NJJN member, North Carolina Youth Justice Project released a report on the negative impacts of suspensions, which showed that public school students in North Carolina lost 1 million days to school suspensions in the 2015-2016 school year. North Carolina Public Radio talked with Youth Justice Leadership Institute Fellow Ricky Watson Jr. about the report’s findings.

NJJN’s California members, Youth Justice Coalition and Anti-Recidivism Coalition released a report that outlines the dangers of the current practice of placing at-risk youth, with no  prior court or probation involvement, under supervision by the department of probation. The report calls for an end to this practice and for an investment in youth and community development instead.

The North Carolina Public Defender Committee on Racial Equity awarded the James E. Williams, Jr. Award to Ricky Watson, an  NJJN Youth Justice Leadership Institute Fellow, and Peggy Nicholson of the Youth Justice Project, an NJJN organizational member, for their work educating policymakers, youth and communities about the importance of raise the age in North Carolina. Learn more.

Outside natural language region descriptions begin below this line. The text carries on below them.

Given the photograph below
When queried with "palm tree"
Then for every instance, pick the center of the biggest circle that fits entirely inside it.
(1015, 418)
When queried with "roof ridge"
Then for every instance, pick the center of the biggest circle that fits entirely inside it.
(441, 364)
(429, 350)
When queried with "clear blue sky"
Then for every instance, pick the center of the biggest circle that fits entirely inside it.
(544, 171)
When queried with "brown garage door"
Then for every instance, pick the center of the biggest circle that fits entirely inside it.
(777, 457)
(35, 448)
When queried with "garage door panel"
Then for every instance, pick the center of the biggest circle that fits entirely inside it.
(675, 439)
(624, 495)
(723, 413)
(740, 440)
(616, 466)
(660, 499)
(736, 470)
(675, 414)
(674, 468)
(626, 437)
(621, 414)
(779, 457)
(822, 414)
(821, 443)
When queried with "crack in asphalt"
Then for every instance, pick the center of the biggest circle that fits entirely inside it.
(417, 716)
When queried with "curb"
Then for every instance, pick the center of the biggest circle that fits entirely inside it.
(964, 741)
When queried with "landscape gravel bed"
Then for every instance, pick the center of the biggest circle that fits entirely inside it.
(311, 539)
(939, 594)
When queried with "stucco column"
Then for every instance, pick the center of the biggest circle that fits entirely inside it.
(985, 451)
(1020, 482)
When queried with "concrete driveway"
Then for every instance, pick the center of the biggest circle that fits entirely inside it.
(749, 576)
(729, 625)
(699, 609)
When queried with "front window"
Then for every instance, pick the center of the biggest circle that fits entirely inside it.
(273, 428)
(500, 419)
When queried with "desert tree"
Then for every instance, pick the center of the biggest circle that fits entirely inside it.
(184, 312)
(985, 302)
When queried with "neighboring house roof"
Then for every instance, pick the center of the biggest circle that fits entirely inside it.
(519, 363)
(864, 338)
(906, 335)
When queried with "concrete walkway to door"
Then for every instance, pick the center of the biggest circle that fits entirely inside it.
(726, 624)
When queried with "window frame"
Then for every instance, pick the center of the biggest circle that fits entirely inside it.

Elizabeth Clarke, president of the Juvenile Justice Initiative and an NJJN member, is quoted in an NPR piece on why Illinois' minimum age for juvenile detention needs to be raised. Currently, children as young as ten can be held in the detention facility. “Children are more likely to age out of criminal offending,” says Clarke. “People age out of criminal offending all across the world, if we could just get out of the way. But starting with locking a child who has never been away from home before, in a prison-setting and a cell, and shutting that door and leaving them all alone in the dark, when they are elementary school age —10, 11 and 12 — you are going to have lifelong issues, and you haven’t even proven them guilty yet.” 

The North Carolina State Bar Journal published an article by Eric Zogry of the Office of the Juvenile Defender in its Summer 2017 issue in honor of In re Gault. To commemorate the anniversary of the landmark decision, Eric interviewed several juvenile defense counsel from around North Carolina to tell their story of how they became defenders, what inspires their practice, and their reflections on the 50th anniversary of the Gault decision.

A new report titled Access Denied: A National Snapshot of States’ Failure to Protect Children’s Right to Counsel by the National Juvenile Defender Center reveals that in both law and practice, children are routinely denied basic due process protections in court.

Karen Dolan, Institute for Policy Studies Fellow, wrote a piece for NewsWeek on the impact that youth incarceration has on families. Karen writes that holidays bring an acute pain to the families of 54,000 children that are incarcerated in this country — the most of any in the world.

The Bureau of Justice Statistics has released "Indicators of School Crime and Safety: 2016." This annual report provides the most recent data on school crime and student safety.

Strategies for Youth released a new report: Where’s the State? Creating and Implementing State Standards for Law Enforcement Interactions with Youth.

The Center for Human Rights and Humanitarian Law at the American University Washington College of Law released a new publication entitled Protecting Children Against Torture in Detention: Global Solutions for a Global Problem.

The American Youth Policy Forum recently published Understanding Foster, Juvenile Justice, and Crossover Youth, an overview of the structural problems and barriers to success faced by youth who are in both the juvenile justice and child welfare systems.